Crude Oil heading back down once again after WTI sees a sharp rejection from $76.50
- Crude Oil rises, then tumbles again in frothy energy markets.
- WTI backslides into $74.50 in exacerbated market volatility.
- OPEC production cuts unlikely to eat away at oversupply amidst declining demand.
West Texas Intermediate (WTI) Crude Oil is seeing a choppy session during Friday’s late-week trading, climbing back towards $77.00 per barrel before falling once more towards $74.50 as oil markets whip. Crude Oil saw a sharp rejection on Thursday as investors remain skeptical the Organization of the Petroleum Exporting Countries (OPEC) will be able to successfully execute recently-announced production cuts.
OPEC recently announced an additional million barrels per day (bpd) reduction in Crude Oil pumping quotas, but markets remain skeptical about the oil cartel’s ability to execute a production cap that is increasingly unpopular with many of its smaller constituent member states.

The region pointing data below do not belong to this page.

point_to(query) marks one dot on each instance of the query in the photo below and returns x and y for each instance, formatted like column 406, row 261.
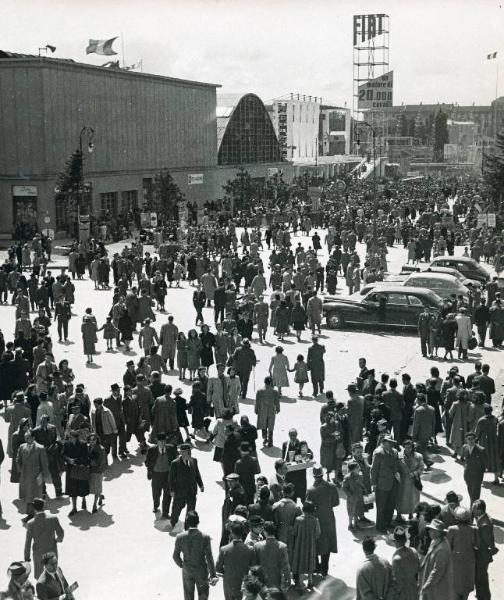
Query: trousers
column 178, row 504
column 161, row 485
column 193, row 577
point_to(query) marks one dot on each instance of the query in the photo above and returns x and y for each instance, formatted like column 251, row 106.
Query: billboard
column 367, row 27
column 377, row 92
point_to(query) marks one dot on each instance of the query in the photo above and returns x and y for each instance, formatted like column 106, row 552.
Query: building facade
column 142, row 124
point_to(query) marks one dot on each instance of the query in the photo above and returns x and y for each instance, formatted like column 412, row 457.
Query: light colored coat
column 436, row 572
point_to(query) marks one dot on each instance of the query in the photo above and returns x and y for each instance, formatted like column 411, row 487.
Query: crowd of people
column 277, row 530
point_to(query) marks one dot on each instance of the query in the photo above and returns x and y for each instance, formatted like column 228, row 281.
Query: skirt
column 96, row 484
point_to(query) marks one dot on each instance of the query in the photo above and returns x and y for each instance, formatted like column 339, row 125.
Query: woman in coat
column 463, row 540
column 464, row 332
column 411, row 467
column 460, row 414
column 449, row 328
column 75, row 453
column 207, row 344
column 15, row 442
column 282, row 317
column 126, row 327
column 486, row 436
column 88, row 329
column 304, row 555
column 181, row 354
column 193, row 352
column 279, row 366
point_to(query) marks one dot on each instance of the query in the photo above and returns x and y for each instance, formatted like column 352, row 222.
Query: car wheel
column 334, row 321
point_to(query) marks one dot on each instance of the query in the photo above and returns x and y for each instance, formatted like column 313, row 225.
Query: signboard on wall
column 377, row 92
column 24, row 190
column 195, row 179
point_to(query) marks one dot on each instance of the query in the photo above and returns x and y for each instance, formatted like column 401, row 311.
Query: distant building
column 295, row 118
column 143, row 123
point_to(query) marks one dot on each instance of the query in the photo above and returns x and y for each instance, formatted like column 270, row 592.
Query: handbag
column 473, row 342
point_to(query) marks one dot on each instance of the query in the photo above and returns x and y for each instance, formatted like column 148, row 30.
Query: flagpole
column 122, row 47
column 496, row 97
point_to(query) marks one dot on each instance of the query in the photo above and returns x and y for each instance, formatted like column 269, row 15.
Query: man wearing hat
column 435, row 578
column 158, row 461
column 114, row 404
column 235, row 495
column 18, row 573
column 247, row 467
column 325, row 497
column 185, row 479
column 405, row 567
column 44, row 532
column 129, row 377
column 315, row 364
column 474, row 459
column 261, row 313
column 385, row 478
column 234, row 561
column 244, row 360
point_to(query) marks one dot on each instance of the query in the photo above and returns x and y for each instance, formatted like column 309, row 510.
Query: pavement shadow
column 85, row 520
column 330, row 588
column 118, row 468
column 273, row 452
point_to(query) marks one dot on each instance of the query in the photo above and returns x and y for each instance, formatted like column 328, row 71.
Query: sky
column 438, row 48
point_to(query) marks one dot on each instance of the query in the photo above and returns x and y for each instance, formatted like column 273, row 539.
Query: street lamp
column 375, row 199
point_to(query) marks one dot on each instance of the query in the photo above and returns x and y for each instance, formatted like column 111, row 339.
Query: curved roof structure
column 245, row 133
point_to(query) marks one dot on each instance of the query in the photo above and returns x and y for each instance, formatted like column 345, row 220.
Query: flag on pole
column 103, row 47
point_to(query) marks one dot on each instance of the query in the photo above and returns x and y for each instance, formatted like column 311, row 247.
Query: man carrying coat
column 44, row 532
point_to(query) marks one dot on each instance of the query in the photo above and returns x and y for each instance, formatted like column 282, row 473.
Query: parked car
column 388, row 306
column 407, row 269
column 444, row 285
column 468, row 267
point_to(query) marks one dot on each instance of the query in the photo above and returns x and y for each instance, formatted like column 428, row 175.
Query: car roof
column 433, row 275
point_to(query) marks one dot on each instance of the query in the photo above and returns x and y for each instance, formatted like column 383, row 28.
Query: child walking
column 353, row 484
column 301, row 373
column 109, row 332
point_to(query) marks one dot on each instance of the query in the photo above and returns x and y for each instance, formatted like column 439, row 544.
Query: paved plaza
column 125, row 552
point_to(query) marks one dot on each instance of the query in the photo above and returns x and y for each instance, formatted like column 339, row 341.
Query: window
column 398, row 299
column 414, row 301
column 129, row 199
column 108, row 203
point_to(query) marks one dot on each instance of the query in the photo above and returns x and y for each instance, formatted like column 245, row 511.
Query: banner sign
column 195, row 179
column 367, row 27
column 377, row 93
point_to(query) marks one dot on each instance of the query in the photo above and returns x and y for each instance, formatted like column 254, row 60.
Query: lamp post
column 375, row 199
column 86, row 132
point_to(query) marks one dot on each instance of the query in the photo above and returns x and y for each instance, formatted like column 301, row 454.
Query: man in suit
column 485, row 551
column 474, row 459
column 218, row 392
column 158, row 461
column 385, row 478
column 44, row 532
column 52, row 585
column 271, row 555
column 234, row 561
column 193, row 554
column 374, row 577
column 424, row 426
column 185, row 479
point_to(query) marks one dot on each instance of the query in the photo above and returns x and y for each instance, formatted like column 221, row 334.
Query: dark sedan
column 388, row 306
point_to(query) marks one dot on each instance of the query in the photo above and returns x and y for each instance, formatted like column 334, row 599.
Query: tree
column 242, row 190
column 493, row 169
column 440, row 136
column 166, row 196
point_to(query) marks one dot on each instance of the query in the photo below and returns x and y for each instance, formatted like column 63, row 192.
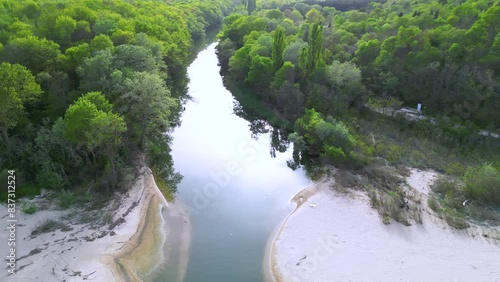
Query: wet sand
column 127, row 251
column 339, row 237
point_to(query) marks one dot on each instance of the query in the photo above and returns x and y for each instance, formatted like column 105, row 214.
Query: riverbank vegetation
column 89, row 87
column 340, row 77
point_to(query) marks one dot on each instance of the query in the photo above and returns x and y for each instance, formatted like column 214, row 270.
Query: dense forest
column 89, row 88
column 340, row 76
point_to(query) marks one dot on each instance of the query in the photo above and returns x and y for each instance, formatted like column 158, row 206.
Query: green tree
column 316, row 45
column 251, row 6
column 101, row 42
column 18, row 88
column 261, row 73
column 278, row 48
column 482, row 183
column 314, row 16
column 35, row 54
column 64, row 28
column 146, row 105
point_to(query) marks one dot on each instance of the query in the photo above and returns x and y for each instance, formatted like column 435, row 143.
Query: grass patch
column 46, row 226
column 65, row 199
column 390, row 204
column 29, row 208
column 455, row 218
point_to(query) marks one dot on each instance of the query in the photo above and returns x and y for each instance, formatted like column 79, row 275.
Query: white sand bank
column 124, row 250
column 336, row 237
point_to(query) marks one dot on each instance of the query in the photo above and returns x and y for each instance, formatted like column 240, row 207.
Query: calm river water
column 235, row 187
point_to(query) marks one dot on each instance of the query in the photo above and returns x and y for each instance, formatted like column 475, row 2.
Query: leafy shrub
column 455, row 219
column 65, row 199
column 482, row 183
column 48, row 225
column 29, row 208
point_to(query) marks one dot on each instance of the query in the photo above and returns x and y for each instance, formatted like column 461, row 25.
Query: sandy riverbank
column 125, row 248
column 339, row 237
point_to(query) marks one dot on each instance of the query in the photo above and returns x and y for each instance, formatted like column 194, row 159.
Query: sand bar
column 339, row 237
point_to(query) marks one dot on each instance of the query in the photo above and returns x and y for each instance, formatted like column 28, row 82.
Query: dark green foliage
column 482, row 183
column 108, row 68
column 278, row 48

Lack of agreement over amounts, length of time, and general terms sees fossil fuel investors raising eyebrows as OPEC leaves itself no real method of enforcing compliance with the opt-in cuts, which are expected to run through the first quarter of 2024.

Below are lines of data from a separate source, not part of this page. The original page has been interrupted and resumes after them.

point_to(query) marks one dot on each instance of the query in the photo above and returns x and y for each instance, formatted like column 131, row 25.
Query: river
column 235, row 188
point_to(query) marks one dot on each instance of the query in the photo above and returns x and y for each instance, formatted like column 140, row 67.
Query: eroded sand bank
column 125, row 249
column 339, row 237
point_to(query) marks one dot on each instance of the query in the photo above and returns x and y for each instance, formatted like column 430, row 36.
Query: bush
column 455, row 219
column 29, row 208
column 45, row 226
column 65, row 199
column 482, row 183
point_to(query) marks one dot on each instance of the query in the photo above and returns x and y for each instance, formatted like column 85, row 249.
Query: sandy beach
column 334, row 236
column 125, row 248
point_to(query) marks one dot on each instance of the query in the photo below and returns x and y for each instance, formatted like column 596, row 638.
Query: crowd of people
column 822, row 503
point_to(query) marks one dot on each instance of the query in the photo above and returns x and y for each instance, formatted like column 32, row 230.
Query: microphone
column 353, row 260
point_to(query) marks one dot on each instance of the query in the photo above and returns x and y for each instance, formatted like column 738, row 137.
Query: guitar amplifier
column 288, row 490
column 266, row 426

With OPEC’s meager million bpd production cut unlikely to chew through slumping global Crude Oil demand, oil barrel supply overhangs are expected to exacerbate in the coming months.
According to the US Energy Information Administration (EIA), US Crude Oil reserves climbed even further for the week into November 24th, adding 1.6 million barrels to current Crude Oil stocks. The number represents a notable decline from the previous week’s 8.7 million barrel addition, but it still overshot the market’s hopeful forecast of a 933K barrel drawdown.
WTI Technical Outlook
WTI Crude Oil is heading back into the low end on Friday after a cautious recovery gets cut short. US Crude Oil saw a sharp rejection from the 200-day Simple Moving Average (SMA) near $78.00 this week, and WTI is set to head into the Friday market close on the back foot.
Crude Oil has seen a rough, volatile, and lopsided consolidation phase lately, cycling in rough trade between $78.00 and $75.00 per barrel. A bearish extension from here will require significant momentum to crack the downside barrier near $74.00, while a topside swing will need to land somewhere closer to the 50-day SMA near the $82.00 handle.